# Multifunctional tough adhesive hydrogels to recruit, expand, and deliver tendoncells during aging and injury

> **NIH NIH K99** · HARVARD UNIVERSITY · 2021 · $126,792

## Abstract

Project Summary
My career goal is to become an independent investigator and educator who studies structure-function
mechanisms of tendon aging and injury and how they may be improved using biomaterials. My research training
in bioengineering started by studying the role of healing and fatigue loading on multiscale tendon properties. I
realized that knowledge of biomaterials and therapeutic delivery strategies would be essential to develop
treatments for tendon. During my F32 postdoctoral training, we have developed and explored the capacity of
tough adhesive biomaterials, inspired by the mucus secreted by slugs, to adhere strongly to tendon surfaces.
The goal of this tough adhesive biomaterial is to provide mechanical support and a template for tendon
regeneration, serve as a depot for local delivery of agents, support cell growth and infiltration, and provide gliding
of surrounding tissues. This K99/R00 Application examines a new cell delivery strategy to dynamically recruit
cells in vivo, expand them, and release them on-demand to promote tendon healing using this biomaterial
platform. My mentoring team consists of Dr. David Mooney (primary mentor) and seven other renowned
scientists specializing in tendon developmental and aging biology, musculoskeletal biology, drug delivery,
orthopaedic bioengineering, materials science, and orthopaedic surgery. They provide me with an exceptional
environment to investigate these questions and develop the necessary skills to contribute to the field as an
independent investigator.
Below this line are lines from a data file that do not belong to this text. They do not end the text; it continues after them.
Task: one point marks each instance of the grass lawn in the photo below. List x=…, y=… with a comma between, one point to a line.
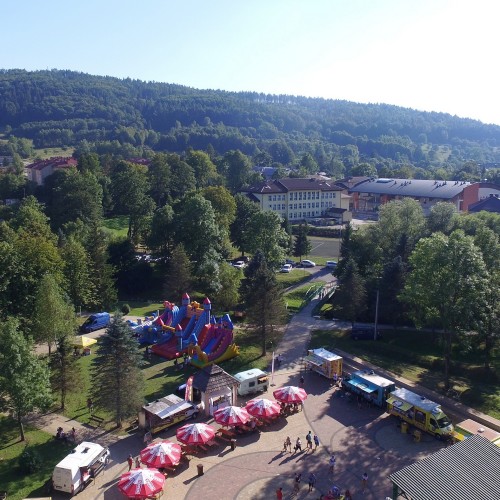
x=298, y=298
x=18, y=484
x=416, y=355
x=117, y=226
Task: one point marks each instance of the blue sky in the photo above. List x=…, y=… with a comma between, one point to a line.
x=432, y=55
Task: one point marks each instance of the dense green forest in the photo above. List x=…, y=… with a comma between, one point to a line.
x=65, y=108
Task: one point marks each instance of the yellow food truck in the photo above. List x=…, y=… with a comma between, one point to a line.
x=324, y=362
x=419, y=412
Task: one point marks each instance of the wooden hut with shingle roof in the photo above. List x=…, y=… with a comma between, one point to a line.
x=218, y=388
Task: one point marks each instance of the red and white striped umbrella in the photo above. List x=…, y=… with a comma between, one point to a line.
x=141, y=483
x=195, y=433
x=260, y=407
x=290, y=394
x=161, y=454
x=232, y=415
We hypothesize that this biomaterial system can be tuned to recruit, expand, and
deliver tendon cells (using tough adhesive hydrogels) and augment tendon properties during aging and injury.
This hypothesis will be tested with the following aims: (1) develop and examine the ability of tough hydrogels
containing chemotactic agents to recruit tendon-derived cells, promote their proliferation, and increase
expression of tendon markers throughout aging and injury in vitro and in vivo; (2) develop and examine the ability
of hydrogel degradation and embedded fibers to template mature tendon, drive expression of tendon markers,
and promote cell release from the scaffold to the injury site throughout aging and injury, in vitro and in vivo; and
(3) investigate the ability of the tough adhesive hydrogel system to restore age-related deficits in tendon
homeostasis and healing using a clinically-relevant Achilles tendon rodent model. Success would have a
dramatic impact on individuals suffering from tendon dysfunction following injury and could contribute to the
development of on-demand therapeutics for other musculoskeletal and connective tissue diseases. Overall, this
comprehensive project and training plan will provide me outstanding training to develop the technical and
professional skills necessary to establish a successful and independent research program to study and provide
mentoring in musculoskeletal tissue aging and biomaterials.

## Key facts

- **NIH application ID:** 10116248
- **Project number:** 5K99AG065495-02
- **Recipient organization:** HARVARD UNIVERSITY
- **Principal Investigator:** Benjamin Ross Freedman
- **Activity code:** K99 (R01, R21, SBIR, etc.)
- **Funding institute:** NIH
- **Fiscal year:** 2021
- **Award amount:** $126,792
- **Award type:** 5
- **Project period:** 2020-03-01 → 2023-01-01

## Primary source

NIH RePORTER: https://reporter.nih.gov/project-details/10116248

## Citation

> US National Institutes of Health, RePORTER application 10116248, Multifunctional tough adhesive hydrogels to recruit, expand, and deliver tendoncells during aging and injury (5K99AG065495-02). Retrieved via AI Analytics 2026-05-22 from https://api.ai-analytics.org/grant/nih/10116248. Licensed CC0.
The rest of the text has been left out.